Em 2012, artigo assinado por pesquisadores da Universidade Harvard, nos Estados Unidos, e da China e da Dinamarca – comumente citado como “o estudo de Harvard” – apontou um possível risco neurológico para crianças expostas a água com taxas elevadas de flúor. “Taxas elevadas” sendo a expressão chave. 

O artigo é uma meta-análise de uma série de estudos, a maioria chineses, sobre exposição ao flúor e inteligência. Ele conclui que a presença de altos níveis de flúor da água estaria associada a uma perda de QI, na comparação com populações que bebiam água com menos flúor. A perda média constatada foi de 0,45 ponto. 

A questão do flúor é preocupante na China porque várias áreas do país têm a água, extraída de poços, naturalmente rica nesse elemento, e em concentrações muito mais elevadas que as atingidas na fluoretação artificial praticada no Ocidente – o artigo cita níveis de flúor de até 11,5 mg/L, dezesseis vezes superior à concentração da água fluorada para evitar cáries. 

A maior parte das populações consideradas em “alta exposição” nesse estudo contavam com concentrações de flúor na água de 2mg/L a 10 mg/L. Os grupos de controle – onde se constatou QI maior – tinham água com nível de flúor de 0,5 mg/L a 1 mg/L. A concentração usada na água fluorada, 0,7 mg/L, está dentro dessa faixa. 

Dois anos depois, foi publicado um trabalho realizado na Nova Zelândia que testou o QI de pessoas nascidas nos anos 70 na infância, na adolescência e na idade adulta, e comparou os resultados dos testes de QI com a exposição à água fluorada, a pastas de dente com flúor e ao consumo de pílulas de flúor na infância. Nenhum efeito negativo foi detectado. 

Os autores especulam que resultados como os do “estudo de Harvard” podem ter sido causados por “fatores de confusão”, jargão científico que se refere a variáveis que não foi foram controladas – por exemplo, um contaminante diferente, ou fatores socioeconômicos. 

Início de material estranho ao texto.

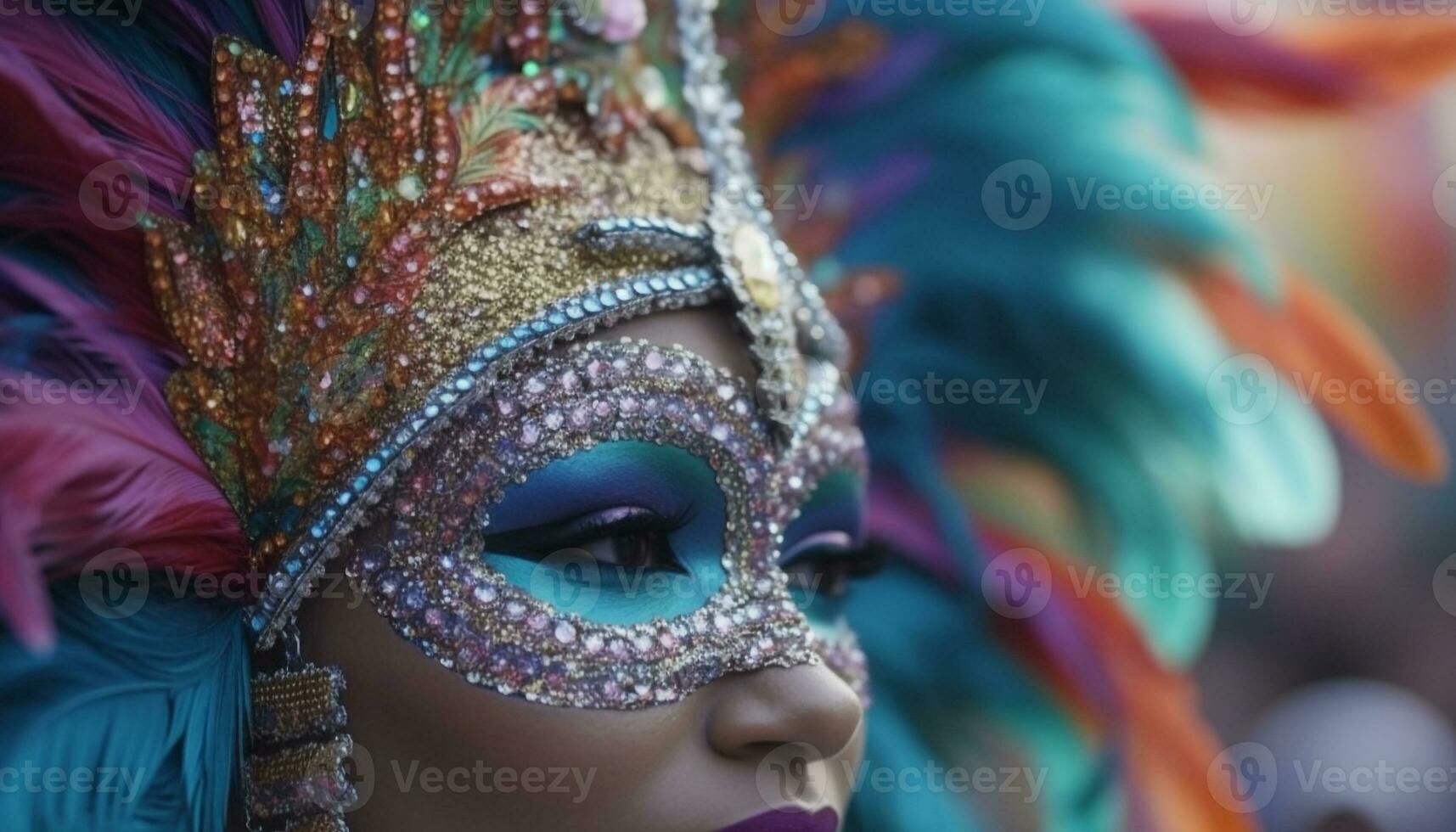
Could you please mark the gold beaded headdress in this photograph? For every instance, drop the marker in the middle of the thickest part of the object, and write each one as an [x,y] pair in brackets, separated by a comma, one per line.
[424,200]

Agora em 2017, foi publicado um estudo, envolvendo gestantes e crianças mexicanas, que encontrou uma associação entre a concentração de flúor na urina da mãe e baixo QI na infância. Interpretações alarmistas desse trabalho também têm feito a ronda das redes sociais. 

Os autores, no entanto, reconhecem que seus resultados são limitados por uma série de fatores, incluindo a “ausência de dados sobre o conteúdo de flúor na água”, já que o governo mexicano não mantém informações a respeito, e a falta de controle para outros possíveis contaminantes que poderiam, também, afetar o QI das crianças. 

“Nossos achados precisam ser confirmados em outras populações, e mais pesquisa é necessária para determinar como as concentrações de flúor na urina, medidas em nossa população de estudo, se relacionam à exposição ao flúor por suplementação intencional ou contaminação ambiental”, escrevem.